History, of course,  is extremely relevant. I suspect that our country’s collective apathy toward history contributed to the dismal choice between Hillary Clinton and Donald Trump. At any rate, most people fail to grasp the fact that studying our past can help us see how we have arrived at our present circumstances.

So it follows that church history has the ability to shed light on the issues facing 21st Century evangelicals, whether they’re false converts or genuine believers. The upcoming 500th anniversary of the Protestant Reformation affords us a splendid opportunity to think through the doctrines that caused us to divide from the Roman Catholic Church in the 16th Century.

As we learn about the sacrifices that people made (often including horrible deaths), we start realizing the value they placed on doctrinal purity. In turn, we begin to treasure sound doctrine ourselves.

Over the past 50 years, evangelicals have been taught to minimize doctrine in favor of ecumenical unity. When I became a Christian 46 years ago, leaders in the fellowship I’d joined persuaded me that, despite theological differences like belief in Purgatory and the veneration of Mary, evangelicals and Catholics shared a common faith. So I attended Mass occasionally. And I took the Eucharist in complete ignorance that Catholic teaching views it as Christ’s continuing sacrifice.

My participation an Mass is one of many examples of failure to understand why the Reformers sought to reform the Catholic Church.
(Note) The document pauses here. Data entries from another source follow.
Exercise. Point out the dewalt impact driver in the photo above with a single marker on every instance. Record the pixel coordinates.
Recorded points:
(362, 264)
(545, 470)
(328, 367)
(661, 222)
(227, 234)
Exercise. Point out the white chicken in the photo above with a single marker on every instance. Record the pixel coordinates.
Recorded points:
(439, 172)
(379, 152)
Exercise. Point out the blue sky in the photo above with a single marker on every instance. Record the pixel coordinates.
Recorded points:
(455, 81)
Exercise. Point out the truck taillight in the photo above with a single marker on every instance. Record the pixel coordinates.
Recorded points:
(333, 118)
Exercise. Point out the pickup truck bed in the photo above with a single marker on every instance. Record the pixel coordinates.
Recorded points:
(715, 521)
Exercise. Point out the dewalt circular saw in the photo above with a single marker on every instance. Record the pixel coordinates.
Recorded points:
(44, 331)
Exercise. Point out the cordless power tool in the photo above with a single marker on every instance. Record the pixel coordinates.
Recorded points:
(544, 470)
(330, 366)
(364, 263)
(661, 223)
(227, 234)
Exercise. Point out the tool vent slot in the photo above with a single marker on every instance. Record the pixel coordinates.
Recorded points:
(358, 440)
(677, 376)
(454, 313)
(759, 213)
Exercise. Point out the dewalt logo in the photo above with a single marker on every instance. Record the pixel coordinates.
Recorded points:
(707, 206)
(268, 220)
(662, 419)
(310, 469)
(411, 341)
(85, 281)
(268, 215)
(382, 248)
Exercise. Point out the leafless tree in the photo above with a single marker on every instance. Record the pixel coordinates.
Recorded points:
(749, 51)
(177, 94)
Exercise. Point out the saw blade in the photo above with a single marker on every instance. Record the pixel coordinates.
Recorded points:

Had I understood the Reformation, for instance, I would have never taken their host. I would have known that they regard the Eucharist, not as a memorial of Christ’s once-for-all atonement, but as a means of meriting grace. The Eucharist denies the Bible’s insistence that Christians receive justification by faith in Christ’s work on the cross.

I don’t claim to be an historian, but I’ve learned enough church history to see that the Lord used the Reformation to restore His people to the foundational teachings of the Bible. Therefore, as I watch the 21st Century evangelicals camouflage His Word, sometimes even by adopting the unscriptural practices of  Catholic mystics, I recognize the urgency of studying the Reformation. Our Protestant heritage reminds us to return to Biblical teaching, not because the Reformers “invented” it (they didn’t), but because they recovered it.